Евреи выносили нового младенца. Вы увидите его дикие глаза, рыжие волосики и крепкие, как сталь, ручки. Родив, евреи готовы умереть. Героический жест — „нет больше народов, нет больше нас, но все мы!“ О, наивные, неисправимые сектанты! Вашего ребенка возьмут, вымоют, приоденут — и будет он совсем как Шмидт. Снова скажут — „справедливость“, но подменят ее целесообразностью. И снова уйдете вы, чтобы ненавидеть и ждать, ломать стенку и стонать „доколе“?
Отвечу, — до дней безумия вашего и нашего, до дней младенчества, до далеких дней. А пока будет это племя обливаться кровью роженицы на площадях Европы, рожая еще одно дитя, которое его предаст.

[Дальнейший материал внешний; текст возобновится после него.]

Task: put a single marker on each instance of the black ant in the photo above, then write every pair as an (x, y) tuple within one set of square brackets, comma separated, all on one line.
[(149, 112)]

Но как не любить мне этого заступа в тысячелетней руке? Им роют могилы, но не им ли перекапывают поле? Прольется еврейская кровь, будут аплодировать приглашенные гости, но по древним нашептываниям она горше отравит землю. Великое лекарство мира!.»
И, подойдя ко мне, Учитель поцеловал меня в лоб.